Why Your IT Outsourcing RFP Is Holding You Back

16.06.2012

When Young first began offering the RFS option four years ago, only a few customers were willing to try it. Today, just under half of those he works take an RFS approach, at least for part of a deal.

The option provides valuable getting-to-know-you time. "An RFP is very formal. It's doesn't build trust," says Young. With an RFS, "you're jointly working together to solve the problem right from the start. And that time is better spent starting off the relationship on the right foot." It can also shift the buyer's focus from who has the lowest price to who they mesh with best.

One consumer products retailer who recently issued an RFS with Young ultimately chose a service provider based on soft benefits. "They liked them, they trusted them, they fit in culturally," says Young. They shook hands and immediately began writing the statement of work and the contract exhibits. "But [the customer] also made it clear if [the provider] jerked them around, they'd put an RFP cover sheet on the solution and send it out for competitive bid," says Young."

Ideally, that's the way it works. One of the solutions lights the buyer's fancy and they fast forward to contract negotiations, cutting the typical four to six month provider selection process in half. But many still follow up with a traditional RFP, either because they think competitive bidding is the only way to get a good deal or because that's the way they've always done it.

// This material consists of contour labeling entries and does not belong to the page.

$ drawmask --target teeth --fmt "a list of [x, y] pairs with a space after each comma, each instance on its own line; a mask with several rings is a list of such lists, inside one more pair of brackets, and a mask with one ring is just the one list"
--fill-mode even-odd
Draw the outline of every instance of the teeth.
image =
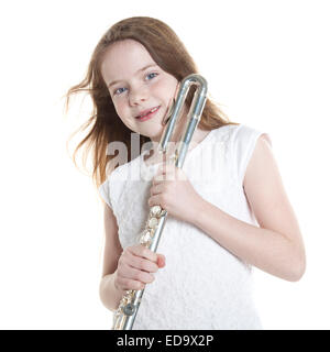
[[140, 118], [143, 118], [143, 117], [145, 117], [146, 114], [156, 111], [157, 109], [158, 109], [158, 107], [153, 108], [153, 109], [151, 109], [148, 112], [146, 112], [145, 114], [141, 114]]

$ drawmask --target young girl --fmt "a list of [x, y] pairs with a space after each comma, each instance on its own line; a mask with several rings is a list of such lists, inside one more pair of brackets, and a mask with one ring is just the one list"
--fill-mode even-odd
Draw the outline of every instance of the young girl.
[[[251, 268], [298, 280], [305, 271], [299, 226], [270, 136], [229, 122], [210, 99], [183, 169], [160, 160], [164, 117], [182, 79], [194, 73], [172, 29], [136, 16], [110, 28], [86, 78], [68, 91], [67, 103], [87, 90], [95, 107], [78, 147], [88, 143], [94, 151], [94, 179], [105, 200], [100, 298], [114, 311], [125, 290], [144, 288], [133, 329], [262, 329]], [[116, 142], [119, 160], [107, 151]], [[158, 253], [138, 242], [155, 205], [168, 213]]]

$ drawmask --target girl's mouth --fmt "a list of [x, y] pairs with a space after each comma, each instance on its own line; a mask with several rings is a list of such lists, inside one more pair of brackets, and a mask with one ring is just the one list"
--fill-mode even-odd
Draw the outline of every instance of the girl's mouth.
[[146, 120], [150, 120], [151, 118], [154, 117], [154, 114], [158, 111], [160, 108], [161, 108], [161, 106], [152, 109], [147, 114], [144, 114], [143, 117], [138, 118], [138, 120], [139, 120], [140, 122], [144, 122], [144, 121], [146, 121]]

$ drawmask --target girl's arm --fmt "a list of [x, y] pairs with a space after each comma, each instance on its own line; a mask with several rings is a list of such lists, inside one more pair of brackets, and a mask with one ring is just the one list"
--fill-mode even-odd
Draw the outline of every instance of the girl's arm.
[[242, 261], [280, 278], [298, 280], [306, 266], [302, 238], [263, 135], [257, 140], [243, 186], [260, 228], [231, 217], [201, 197], [193, 223]]

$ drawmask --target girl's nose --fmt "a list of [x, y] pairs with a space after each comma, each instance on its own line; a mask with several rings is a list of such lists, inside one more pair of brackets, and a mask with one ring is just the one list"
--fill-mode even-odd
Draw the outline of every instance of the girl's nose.
[[131, 105], [140, 103], [141, 101], [145, 101], [148, 98], [148, 91], [146, 88], [139, 87], [136, 89], [132, 89], [130, 94], [130, 102]]

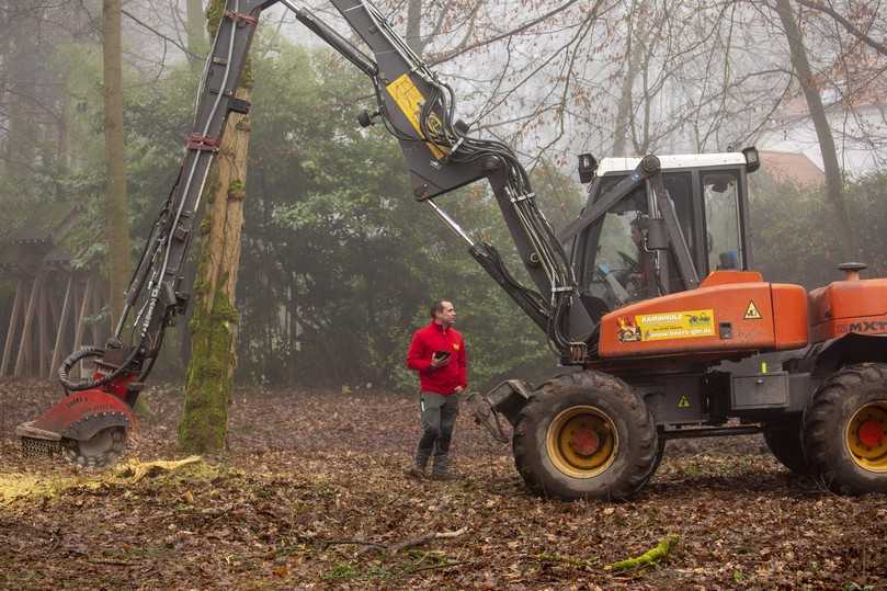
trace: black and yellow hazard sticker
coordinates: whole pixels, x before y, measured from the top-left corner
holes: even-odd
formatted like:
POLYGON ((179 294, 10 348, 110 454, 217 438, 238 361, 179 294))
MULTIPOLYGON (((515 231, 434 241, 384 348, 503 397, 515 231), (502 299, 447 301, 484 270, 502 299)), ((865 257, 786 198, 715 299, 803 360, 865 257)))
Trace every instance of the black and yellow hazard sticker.
POLYGON ((746 308, 746 316, 743 318, 746 320, 760 320, 763 318, 763 316, 761 316, 761 311, 758 309, 758 306, 754 305, 753 300, 749 300, 749 307, 746 308))
MULTIPOLYGON (((416 83, 410 79, 410 76, 408 73, 400 76, 397 80, 388 84, 386 89, 388 90, 388 94, 391 95, 391 99, 395 100, 395 103, 397 103, 397 106, 410 122, 412 128, 419 134, 419 137, 424 139, 422 136, 422 126, 419 124, 419 117, 422 115, 422 105, 425 102, 425 98, 422 96, 422 93, 416 88, 416 83)), ((443 123, 436 113, 432 113, 429 116, 428 126, 432 133, 439 133, 442 129, 443 123)), ((430 141, 425 141, 425 146, 431 150, 434 158, 439 160, 446 156, 440 146, 430 141)))

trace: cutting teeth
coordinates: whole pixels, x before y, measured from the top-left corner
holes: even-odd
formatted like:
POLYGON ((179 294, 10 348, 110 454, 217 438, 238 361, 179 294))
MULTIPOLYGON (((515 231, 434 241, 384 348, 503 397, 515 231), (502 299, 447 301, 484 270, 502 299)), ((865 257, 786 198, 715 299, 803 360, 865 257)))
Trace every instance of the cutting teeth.
POLYGON ((61 452, 61 442, 22 437, 22 452, 27 456, 53 456, 61 452))

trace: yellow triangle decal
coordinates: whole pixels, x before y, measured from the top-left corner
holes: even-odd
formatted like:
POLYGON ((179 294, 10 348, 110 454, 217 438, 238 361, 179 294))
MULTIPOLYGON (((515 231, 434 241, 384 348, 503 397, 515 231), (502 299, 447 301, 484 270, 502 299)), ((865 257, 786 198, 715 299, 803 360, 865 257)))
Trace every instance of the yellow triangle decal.
POLYGON ((754 302, 749 302, 749 307, 746 308, 746 320, 760 320, 763 318, 761 312, 758 310, 758 306, 754 305, 754 302))

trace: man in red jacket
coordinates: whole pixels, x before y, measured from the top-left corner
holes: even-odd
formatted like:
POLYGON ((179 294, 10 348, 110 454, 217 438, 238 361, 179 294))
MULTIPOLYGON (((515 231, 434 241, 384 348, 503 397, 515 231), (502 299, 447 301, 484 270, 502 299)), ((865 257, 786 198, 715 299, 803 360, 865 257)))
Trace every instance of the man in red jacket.
POLYGON ((453 328, 456 310, 446 299, 431 306, 431 322, 412 336, 407 366, 419 372, 422 436, 410 475, 422 477, 433 455, 431 477, 448 480, 450 439, 459 412, 459 394, 468 385, 465 341, 453 328))

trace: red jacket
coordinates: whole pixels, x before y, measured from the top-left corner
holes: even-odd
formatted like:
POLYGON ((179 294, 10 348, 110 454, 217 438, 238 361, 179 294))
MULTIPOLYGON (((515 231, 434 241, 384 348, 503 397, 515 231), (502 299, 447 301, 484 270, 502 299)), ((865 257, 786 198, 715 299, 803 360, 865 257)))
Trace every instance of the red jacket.
POLYGON ((466 365, 465 341, 456 329, 444 329, 432 320, 413 333, 407 366, 419 372, 422 391, 450 395, 459 386, 465 388, 468 386, 466 365), (432 367, 431 355, 435 351, 450 351, 450 363, 432 367))

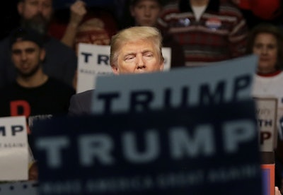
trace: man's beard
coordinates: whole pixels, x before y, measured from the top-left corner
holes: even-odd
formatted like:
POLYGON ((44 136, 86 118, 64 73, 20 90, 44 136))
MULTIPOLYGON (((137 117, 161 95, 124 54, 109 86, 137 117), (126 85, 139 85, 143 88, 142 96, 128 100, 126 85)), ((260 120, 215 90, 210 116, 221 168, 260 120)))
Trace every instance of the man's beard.
POLYGON ((37 72, 37 71, 40 69, 41 66, 41 63, 38 63, 35 67, 33 67, 33 69, 31 69, 29 72, 23 72, 21 71, 21 69, 16 68, 16 71, 18 73, 18 75, 19 75, 22 78, 28 78, 37 72))
POLYGON ((49 23, 49 20, 45 18, 41 13, 30 19, 22 18, 21 20, 22 27, 33 29, 41 35, 47 33, 49 23))

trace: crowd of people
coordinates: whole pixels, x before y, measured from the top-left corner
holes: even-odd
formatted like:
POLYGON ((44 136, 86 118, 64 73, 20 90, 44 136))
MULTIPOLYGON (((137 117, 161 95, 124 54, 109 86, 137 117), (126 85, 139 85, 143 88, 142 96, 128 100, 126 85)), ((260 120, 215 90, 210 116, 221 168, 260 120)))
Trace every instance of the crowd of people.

"It's a little disappointing. They just don't seem to get the fact that the perfect can be the enemy of the good. A good deal managed well is great. A perfect deal managed poorly is terrible," says Young. "They think if they can create a 1,000-page contract through a competitive RFP process, they will be protected. But the more buttoned down the RFP and contracting process is, the more that take their foot off the pedal during the management phase."